A recent Twitter thread that had consisted of listing 3 facts about me and then tagging 5 other strength and conditioning coaches inspired me to write this piece. It was really neat reading what others had posted on the thread. I like to find out more about friends and colleagues in the profession.
Although I am hesitant to write and share stories about myself, I hope that the reader finds my story inspiring. I am a big believer in that things happen for a reason. I also believe that life is full of decision making and there are many forks in the road along the path.
Like everyone else in the world, my life is full of them.
I grew up in Quincy Massachusetts. It is a blue collar town that includes pockets of tight knit communities. For me, growing up included having many good friends who stuck together. It's also a community where people work close to home in their careers. Police officers, firefighters, plumbers, painters, carpenters, electricians, and the postal service are the professions of many of my good friends.
When I originally started college, my plan was just go to school, work part time, and play football. I loved the game and didn't want to stop after my high school playing days. Eventually, when I was done with school, my plan was to pretty much do what everyone else did. Get a job, and eventually live my life in Quincy.
My college life consisted of going to school, playing football, and working part-time as a bartender so I could go out on the weekends. As an athletic training major, I realized that if I was going to continue to play football, I wasn't going to be able to complete all of the observation hours and finish college in 4 years. I switched majors to Exercise science where the curriculum was geared towards the ACSM health fitness instructor certification.
I stumbled upon an NSCA journal in the UMass Boston library. I remember reading that journal and then realizing that strength and conditioning is a profession. I loved training as our football team was doing the Nebraska Husker power program at the time. Also, a professor named Avery Faigenbaum had just arrived and he started a strength and conditioning tract in the department. Dr Faigenbaum was only at UMass Boston for a short period of time. Luckily, I happened to be a student while he was teaching there.
When it came to picking internships for my last semester, there were 4 places to apply to- the athletic programs at Harvard University, Boston College, Northeastern University, and Boston University. I applied to Boston University because the name Mike Boyle was the contact person (fork in the road).
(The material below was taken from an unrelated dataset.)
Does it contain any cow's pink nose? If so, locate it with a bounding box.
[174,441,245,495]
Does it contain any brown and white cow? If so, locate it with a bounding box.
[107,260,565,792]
Why? Mike was the guy who I saw on the news working with athletes such as Cam Neely and Mike Mamula. Those were stories that I followed along as a Boston sports fan. I applied to Boston University where I got the internship. Mike had just left and I had the opportunity to work with Glenn Harris (who is still the Director of Strength and Conditioning at BU). I did work for Mike the following summer at Sports Acceleration North- now MBSC.
When I look back at these great moments and learning experiences, I was still the guy who really didn't want to leave my hometown.
At the time, I was also applying to work for the US Postal service as a letter carrier. My father was a long time employee of the postal service and it helped provide my family with a great upbringing.
I actually got deep into the application process. I took part in the initial meeting, the urinalysis test, and then got the invitation for the final interview.
I remember it as clear as day as I waited in a line that was a few hundred people deep. After an hour or so, I went and met a nice older woman who was sitting down wearing a blue dress and a pair of thick-rimmed glasses.
Her: “Says here that you have a degree in exercise science”
Me: “Yes ma'am I do”
Her: “Well what are you doing here then?”
I paused for a few seconds and said “You know, you're right. Thank you.”
That is when I decided to become a strength and conditioning coach. I also realized that the profession didn't consist of simply going to the Boston Bruins or the New England Patriots and knocking on the door and getting a job. It meant that I would probably need to consider opportunities outside of my comfort zone.
I sometimes reflect upon what would've happened if I didn't listen to that nice woman at the Boston mail facility. People come into your life for a reason and opportunities present themselves. You just have to be willing to take a risk.